- The Washington Times - Tuesday, May 3, 2005

Defense attorneys indicated yesterday that one of four MS-13 gang members on trial for the 2003 slaying of 17-year-old Brenda Paz will testify in court today.

U.S. District Court Judge Gerald Bruce Lee said Oscar Garcia-Orellana, 31, could testify as long as his troubles with immigration authorities were excluded.

The decision opens up the possibility of cross-examination from the other three defendants: Denis Rivera, 21, Ismael J. Cisneros, 25, and Oscar A. Grande, 21.

The four defendants are charged with killing Miss Paz, who was pregnant at the time of her slaying. The suspects are members of Mara Salvatrucha, also known as MS-13 — the largest street gang in Northern Virginia.

Rivera is accused of ordering the other three defendants from his jail cell to kill Miss Paz. At the time of her slaying, Rivera was awaiting trial in the slaying of a rival gang member.

Prosecutors say the four men knew that Miss Paz was talking to police and that she was going to be a witness in Rivera’s murder trial. Witnesses had said gang leaders placed a “green light,” or murder order, on Miss Paz.

Each of the suspects faces capital murder and four other charges, and could receive the death penalty if convicted.

Miss Paz was killed July 13, 2003. Her body was found on the banks of the Shenandoah River four days later.

Yesterday, Mr. Garcia-Orellana’s mother, Natalia Garcia, and his girlfriend Elida Viera, 29, the mother of his two sons, told a jury that neither of them knew that Mr. Garcia-Orellana was involved in a gang.

Mrs.

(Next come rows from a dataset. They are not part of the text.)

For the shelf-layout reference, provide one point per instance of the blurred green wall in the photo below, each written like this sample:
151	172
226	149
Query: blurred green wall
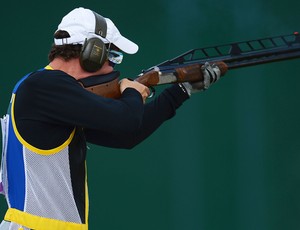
230	158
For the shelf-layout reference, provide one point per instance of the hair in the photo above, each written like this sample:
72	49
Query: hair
67	52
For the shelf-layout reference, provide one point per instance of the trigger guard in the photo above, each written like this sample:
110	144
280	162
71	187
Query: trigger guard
152	92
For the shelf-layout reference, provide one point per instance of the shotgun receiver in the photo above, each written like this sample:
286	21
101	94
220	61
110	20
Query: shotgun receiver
187	66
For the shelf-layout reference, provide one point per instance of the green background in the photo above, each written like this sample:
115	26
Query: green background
230	158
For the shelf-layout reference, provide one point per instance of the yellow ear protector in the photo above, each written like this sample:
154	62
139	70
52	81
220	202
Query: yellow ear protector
94	52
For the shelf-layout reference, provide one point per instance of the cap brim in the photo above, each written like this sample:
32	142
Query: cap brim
126	45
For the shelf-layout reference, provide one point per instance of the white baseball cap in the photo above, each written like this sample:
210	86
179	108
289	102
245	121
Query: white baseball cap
82	23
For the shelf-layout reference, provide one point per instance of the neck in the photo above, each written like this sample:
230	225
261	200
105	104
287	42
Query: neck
74	69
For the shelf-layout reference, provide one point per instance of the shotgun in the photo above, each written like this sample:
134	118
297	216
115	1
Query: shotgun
187	66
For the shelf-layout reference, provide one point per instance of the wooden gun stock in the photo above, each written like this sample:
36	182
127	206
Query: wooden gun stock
187	67
152	78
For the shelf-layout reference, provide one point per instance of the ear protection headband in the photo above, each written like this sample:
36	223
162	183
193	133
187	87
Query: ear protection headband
94	52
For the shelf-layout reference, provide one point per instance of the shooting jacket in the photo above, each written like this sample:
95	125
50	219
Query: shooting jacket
49	121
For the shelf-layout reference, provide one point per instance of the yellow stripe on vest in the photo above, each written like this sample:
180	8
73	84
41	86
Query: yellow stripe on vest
31	147
40	223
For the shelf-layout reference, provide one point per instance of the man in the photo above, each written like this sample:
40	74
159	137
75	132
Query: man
51	117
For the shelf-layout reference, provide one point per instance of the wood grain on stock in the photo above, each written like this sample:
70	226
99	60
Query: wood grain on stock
193	73
109	89
150	78
190	73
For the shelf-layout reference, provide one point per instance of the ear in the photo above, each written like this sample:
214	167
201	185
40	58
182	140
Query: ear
93	54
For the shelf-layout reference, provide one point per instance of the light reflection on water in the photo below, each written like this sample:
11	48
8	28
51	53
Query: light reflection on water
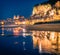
44	41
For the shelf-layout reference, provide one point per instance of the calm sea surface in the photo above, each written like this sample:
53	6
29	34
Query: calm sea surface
19	41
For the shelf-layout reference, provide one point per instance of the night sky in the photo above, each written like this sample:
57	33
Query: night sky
9	8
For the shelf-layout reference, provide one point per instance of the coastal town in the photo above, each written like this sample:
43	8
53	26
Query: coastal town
41	13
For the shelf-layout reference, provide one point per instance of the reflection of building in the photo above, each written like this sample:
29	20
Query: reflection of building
47	41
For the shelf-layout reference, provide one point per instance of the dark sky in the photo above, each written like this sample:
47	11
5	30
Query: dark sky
9	8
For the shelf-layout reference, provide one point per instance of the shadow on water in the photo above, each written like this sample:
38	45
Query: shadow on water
19	41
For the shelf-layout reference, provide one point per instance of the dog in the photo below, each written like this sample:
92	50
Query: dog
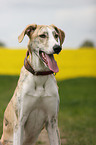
35	103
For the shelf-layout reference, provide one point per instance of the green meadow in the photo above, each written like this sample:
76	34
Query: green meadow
77	112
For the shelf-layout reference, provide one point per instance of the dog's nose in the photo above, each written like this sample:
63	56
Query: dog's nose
57	48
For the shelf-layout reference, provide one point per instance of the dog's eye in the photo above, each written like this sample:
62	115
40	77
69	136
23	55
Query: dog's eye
56	36
42	36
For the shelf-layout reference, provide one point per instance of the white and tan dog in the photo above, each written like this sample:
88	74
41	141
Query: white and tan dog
35	102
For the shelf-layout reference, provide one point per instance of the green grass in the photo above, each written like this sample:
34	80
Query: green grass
77	115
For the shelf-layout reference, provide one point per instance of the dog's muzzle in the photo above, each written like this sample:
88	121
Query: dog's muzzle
57	49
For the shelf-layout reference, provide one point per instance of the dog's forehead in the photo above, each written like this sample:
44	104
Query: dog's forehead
45	28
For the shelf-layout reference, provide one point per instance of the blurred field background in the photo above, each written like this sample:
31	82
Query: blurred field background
77	88
72	63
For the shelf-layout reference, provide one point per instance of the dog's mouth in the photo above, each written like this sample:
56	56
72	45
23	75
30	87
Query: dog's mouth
49	60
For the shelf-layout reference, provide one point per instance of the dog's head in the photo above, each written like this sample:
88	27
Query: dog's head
45	41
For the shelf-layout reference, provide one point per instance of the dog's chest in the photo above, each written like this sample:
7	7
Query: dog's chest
40	93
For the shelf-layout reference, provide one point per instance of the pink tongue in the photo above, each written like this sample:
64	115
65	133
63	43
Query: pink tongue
52	63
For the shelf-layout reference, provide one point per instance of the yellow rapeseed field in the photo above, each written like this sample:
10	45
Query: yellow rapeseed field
72	63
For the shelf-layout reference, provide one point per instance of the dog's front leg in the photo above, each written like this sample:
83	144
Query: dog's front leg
53	131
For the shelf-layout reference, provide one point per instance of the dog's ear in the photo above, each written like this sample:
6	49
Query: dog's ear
28	30
60	32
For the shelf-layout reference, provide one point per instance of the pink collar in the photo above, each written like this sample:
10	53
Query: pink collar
29	67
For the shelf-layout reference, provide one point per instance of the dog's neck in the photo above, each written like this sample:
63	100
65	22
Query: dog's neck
36	62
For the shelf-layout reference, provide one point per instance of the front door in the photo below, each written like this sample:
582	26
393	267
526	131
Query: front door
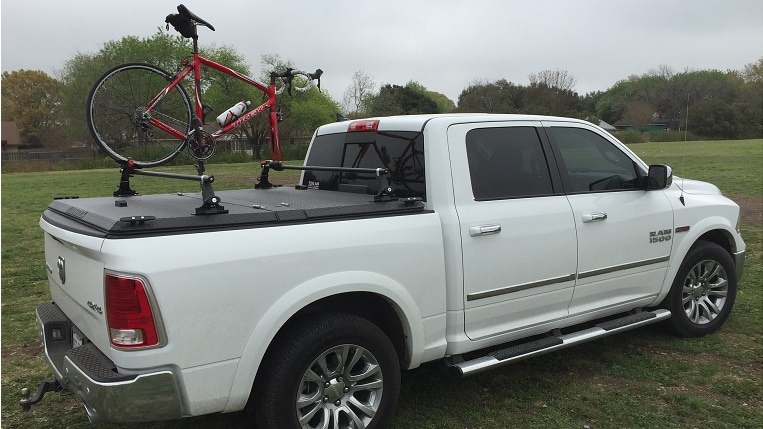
624	232
517	230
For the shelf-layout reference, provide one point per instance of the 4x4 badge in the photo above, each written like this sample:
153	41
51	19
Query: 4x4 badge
62	269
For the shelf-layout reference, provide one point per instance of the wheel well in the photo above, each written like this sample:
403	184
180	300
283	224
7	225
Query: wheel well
369	306
720	238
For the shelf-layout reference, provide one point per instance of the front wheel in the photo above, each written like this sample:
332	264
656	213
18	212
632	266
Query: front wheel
334	371
703	291
121	122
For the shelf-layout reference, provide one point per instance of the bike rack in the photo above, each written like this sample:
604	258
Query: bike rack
381	175
211	204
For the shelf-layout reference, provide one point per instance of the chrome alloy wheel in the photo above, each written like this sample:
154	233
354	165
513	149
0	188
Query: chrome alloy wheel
704	291
342	388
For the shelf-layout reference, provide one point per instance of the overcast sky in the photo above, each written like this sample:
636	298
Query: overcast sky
443	44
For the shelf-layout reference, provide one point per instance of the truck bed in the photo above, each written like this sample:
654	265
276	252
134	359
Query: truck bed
149	215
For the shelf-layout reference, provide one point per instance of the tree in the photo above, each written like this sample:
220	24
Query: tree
358	93
559	79
490	97
31	98
753	72
401	100
638	114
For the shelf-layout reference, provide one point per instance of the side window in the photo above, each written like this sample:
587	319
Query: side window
507	163
591	163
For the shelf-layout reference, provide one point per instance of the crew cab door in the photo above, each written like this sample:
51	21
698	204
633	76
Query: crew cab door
517	230
624	232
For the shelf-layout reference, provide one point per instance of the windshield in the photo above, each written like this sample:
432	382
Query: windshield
402	153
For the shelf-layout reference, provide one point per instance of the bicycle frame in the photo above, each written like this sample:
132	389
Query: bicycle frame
195	66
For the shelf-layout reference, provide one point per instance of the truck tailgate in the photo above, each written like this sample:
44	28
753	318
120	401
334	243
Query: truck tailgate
75	275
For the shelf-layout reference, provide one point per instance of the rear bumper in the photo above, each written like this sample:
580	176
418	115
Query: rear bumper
89	374
739	258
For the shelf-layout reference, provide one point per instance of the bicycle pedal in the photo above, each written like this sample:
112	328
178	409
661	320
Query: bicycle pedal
205	110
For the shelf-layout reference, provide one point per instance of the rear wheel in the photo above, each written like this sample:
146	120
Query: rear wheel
335	371
120	122
703	292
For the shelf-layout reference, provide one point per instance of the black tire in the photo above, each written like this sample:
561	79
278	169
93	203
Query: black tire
703	291
328	371
118	120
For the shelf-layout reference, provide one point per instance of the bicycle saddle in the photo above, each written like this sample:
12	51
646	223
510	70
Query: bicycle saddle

Garcia said through a Spanish interpreter that her son came from El Salvador five years after she did in 1993, and worked at several jobs, including McDonald’s and Red Lobster restaurants.

She told the jury that he lived near her apartment in Fairfax Circle and that she saw him almost every day. She said she never saw him with a knife or any other weapon, nor did she have any hint he was an MS-13 member.

“He is a very good father,” a tearful Mrs. Garcia testified.

Miss Viera, also wiping her eyes and testifying through a Spanish interpreter, said she also had no clue that Mr. Garcia-Orellana was a gang member, although she had met several other members, including Mr. Cisneros.

Under cross-examination, Assistant U.S. Attorney Ronald L. Walutes reminded Miss Viera of a telephone conversation she had with Mr. Garcia-Orellana on Feb. 18, 2004. That conversation was recorded.

“I don’t remember this,” Miss Viera told the jury after Mr. Walutes read Mr. Garcia-Orellana’s telephone order to only “talk with [Cisneros], but no one else. No one else. Absolutely no one else.

“I can send them to hell. Do you understand,” Mr. Garcia-Orellana was recorded as saying on the tape.